OnePose: One-Shot Object Pose Estimation without CAD Models

CVPR 2022

Jiaming Sun1,2*, Zihao Wang1*, Siyu Zhang2*, Xingyi He1, Hongcheng Zhao3, Guofeng Zhang1, Xiaowei Zhou1

1State Key Lab of CAD & CG, Zhejiang University    2SenseTime Research    3TUM   
* denotes equal contribution


TL;DR: OnePose can estimate 6D poses of arbitrary household objects without instance/category-specific training or CAD models.
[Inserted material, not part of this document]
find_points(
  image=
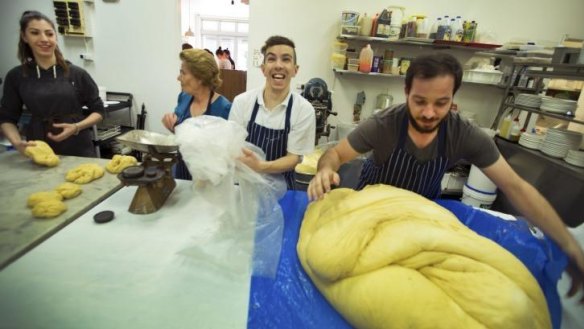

We propose a new method named OnePose for object pose estimation. Unlike existing instance-level or category-level methods, OnePose does not rely on CAD models and can handle objects in arbitrary categories without instance- or category-specific network training. OnePose draws the idea from visual localization and only requires a simple RGB video scan of the object to build a sparse SfM model of the object. Then, this model is registered to new query images with a generic feature matching network. To mitigate the slow runtime of existing visual localization methods, we propose a new graph attention network that directly matches 2D interest points in the query image with the 3D points in the SfM model, resulting in efficient and robust pose estimation. Combined with a feature-based pose tracker, OnePose is able to stably detect and track 6D poses of everyday household objects in real-time. We also collected a large-scale dataset that consists of 450 sequences of 150 objects.

Pipeline overview

NeuralRecon Architechture

$\textbf{1.}$ For each object, a video scan with RGB frames $\{\mathbf{I}_i\}$ and camera poses $\{\xi_{i}\}$ are collected together with the annotated 3D object bounding box $\mathbf{B}$. $\textbf{2.}$ Structure from Motion (SfM) reconstructs a sparse point cloud $\{\mathbf{P}_j\}$ of the object. $\textbf{3.}$ The correspondence graphs $\{\mathcal{G}_j\}$ are built during SfM, which represent the 2D-3D correspondences in the SfM map. $\textbf{4.}$ 2D descriptors $\{\mathbf{F}_k^{2D}\}$ are aggregated to 3D descriptors $\{\mathbf{F}_j^{3D}\}$ with the aggregration-attention layer. $\{\mathbf{F}_j^{3D}\}$ are later matched with 2D descriptors from the query image $\{\mathbf{F}_q^{2D}\}$ to generate 2D-3D match predictions $\mathcal{M}_{3D}$. $\textbf{5.}$ Finally, the object pose $\xi_{q}$ is computed by solving the PnP problem with $\mathcal{M}_{3D}$.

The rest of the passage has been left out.